Negli ultimi mesi, per le imprese l’accesso a bandi pubblici, incentivi e strumenti di finanziamento è diventato sempre più selettivo.
Uno dei requisiti che sta assumendo un peso crescente è la polizza assicurativa contro i danni da eventi catastrofali, comunemente chiamata polizza catastrofale.
Perché la polizza catastrofale è oggi così importante
Funzionamento e chiarimenti
La polizza catastrofale ha l’obiettivo di tutelare l’impresa dai danni provocati da eventi naturali di particolare gravità, come:
- terremoti
- alluvioni
- eventi atmosferici di eccezionale intensità
In questo contesto, alcuni bandi e strumenti di finanziamento possono prevedere la copertura assicurativa come requisito obbligatorio o come elemento rilevante ai fini dell’ammissione.
In assenza di una polizza adeguata, la domanda può essere respinta o penalizzata, anche se l’impresa rispetta tutti gli altri requisiti formali.
📌 Il rischio è concreto: molte imprese vengono a conoscenza di tali condizioni solo in fase di presentazione della domanda, quando i tempi per adeguarsi sono ormai ridotti.

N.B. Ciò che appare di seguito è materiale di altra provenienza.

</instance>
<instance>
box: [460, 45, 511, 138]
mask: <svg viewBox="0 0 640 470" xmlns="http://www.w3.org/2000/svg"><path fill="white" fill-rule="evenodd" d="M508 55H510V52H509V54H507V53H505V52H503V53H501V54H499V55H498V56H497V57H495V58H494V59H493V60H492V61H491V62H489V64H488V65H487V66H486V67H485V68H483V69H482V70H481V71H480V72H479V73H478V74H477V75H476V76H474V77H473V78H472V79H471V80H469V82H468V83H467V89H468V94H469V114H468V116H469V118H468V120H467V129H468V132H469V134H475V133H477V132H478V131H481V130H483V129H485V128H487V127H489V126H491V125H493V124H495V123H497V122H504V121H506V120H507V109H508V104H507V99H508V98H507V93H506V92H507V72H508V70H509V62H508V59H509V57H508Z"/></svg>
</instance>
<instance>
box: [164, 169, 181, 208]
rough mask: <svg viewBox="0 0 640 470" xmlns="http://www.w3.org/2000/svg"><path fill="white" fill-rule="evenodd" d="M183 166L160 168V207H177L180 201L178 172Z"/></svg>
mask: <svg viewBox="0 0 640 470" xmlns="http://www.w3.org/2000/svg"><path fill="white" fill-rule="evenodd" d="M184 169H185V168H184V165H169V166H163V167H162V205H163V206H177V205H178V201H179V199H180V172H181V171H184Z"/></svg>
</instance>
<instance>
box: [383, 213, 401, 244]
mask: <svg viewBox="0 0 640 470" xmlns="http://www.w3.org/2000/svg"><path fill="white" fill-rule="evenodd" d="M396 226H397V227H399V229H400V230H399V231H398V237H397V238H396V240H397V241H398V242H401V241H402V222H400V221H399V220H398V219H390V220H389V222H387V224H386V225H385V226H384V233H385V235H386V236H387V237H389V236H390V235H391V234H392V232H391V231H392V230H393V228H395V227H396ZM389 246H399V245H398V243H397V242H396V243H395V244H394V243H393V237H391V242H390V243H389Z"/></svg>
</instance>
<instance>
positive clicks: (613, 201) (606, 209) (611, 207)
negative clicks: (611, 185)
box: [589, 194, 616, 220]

Le possibili conseguenze per le imprese non assicurate
Come anticipato, la mancanza di una polizza catastrofale può comportare:
- ❌ esclusione da specifici bandi o agevolazioni pubbliche
- ❌ maggiori difficoltà nell’accesso a prestiti e finanziamenti
- ❌ una più elevata esposizione economica in caso di eventi straordinari
Per queste ragioni, la copertura assicurativa non dovrebbe essere considerata esclusivamente come un costo, ma come uno strumento di tutela, stabilità e continuità aziendale, oltre che come un elemento di allineamento alle nuove richieste del sistema pubblico e finanziario.
Soggetti interessati
La polizza catastrofale è obbligatoria per i soggetti iscritti al Registro delle Imprese, tra cui:
- attività commerciali (dal ristorante al negozio)
- società di qualsiasi tipo, incluse le Società tra Professionisti (STP) e le Società tra Avvocati (STA)
Sono invece esentati i professionisti non organizzati in forma societaria, con studi individuali o associati non iscritti al Registro delle Imprese.
La normativa, inoltre, non fa riferimento al REA (Repertorio Economico Amministrativo), pertanto rileva esclusivamente l’iscrizione al Registro delle Imprese.
Sono escluse dall’obbligo:
- le imprese agricole (art. 2135 c.c.), coperte dal Fondo mutualistico nazionale per danni meteoclimatici
- le imprese i cui immobili risultino gravati da abuso edilizio o privi delle necessarie autorizzazioni
L’obbligo riguarda anche le imprese che detengono beni a titolo diverso dalla proprietà (leasing, locazione, comodato), salvo che la polizza sia già stata sottoscritta dal proprietario.
Scadenze e proroghe
Con le modifiche apportate dal Decreto-Legge 31 marzo 2025, n. 39, il termine entro il quale era necessario stipulare la polizza catastrofale è stato differenziato in base alle dimensioni dell’impresa:
- 31 marzo 2025 per le grandi imprese
- 1° ottobre 2025 per le medie imprese
- 31 dicembre 2025 per le micro e piccole imprese
Di conseguenza, alla data attuale (febbraio 2026), per le imprese che rientrano tra i soggetti obbligati la polizza catastrofale risulta necessaria.
In assenza della copertura, l’accesso a prestiti e finanziamenti può diventare più complesso, anche nel caso di imprese economicamente sane.
Chiarimento sulla proroga
Alla fine del 2025 si è parlato di una possibile proroga dell’obbligo, circostanza che ha indotto molte imprese a rinviare la sottoscrizione della polizza catastrofale.
Tuttavia, il Decreto-Legge 31 dicembre 2025, n. 200, pubblicato in Gazzetta Ufficiale, ha stabilito che la proroga al 31 marzo 2026 riguarda esclusivamente:
- le imprese di somministrazione di alimenti e bevande
- le imprese turistico-ricettive
Per tutte le altre categorie di imprese, la scadenza per la stipula della polizza resta fissata al 31 dicembre 2025.
La proroga è stata introdotta con l’obiettivo di garantire un livello minimo di tutela del patrimonio aziendale e ridurre la dipendenza da interventi pubblici straordinari in caso di eventi catastrofali.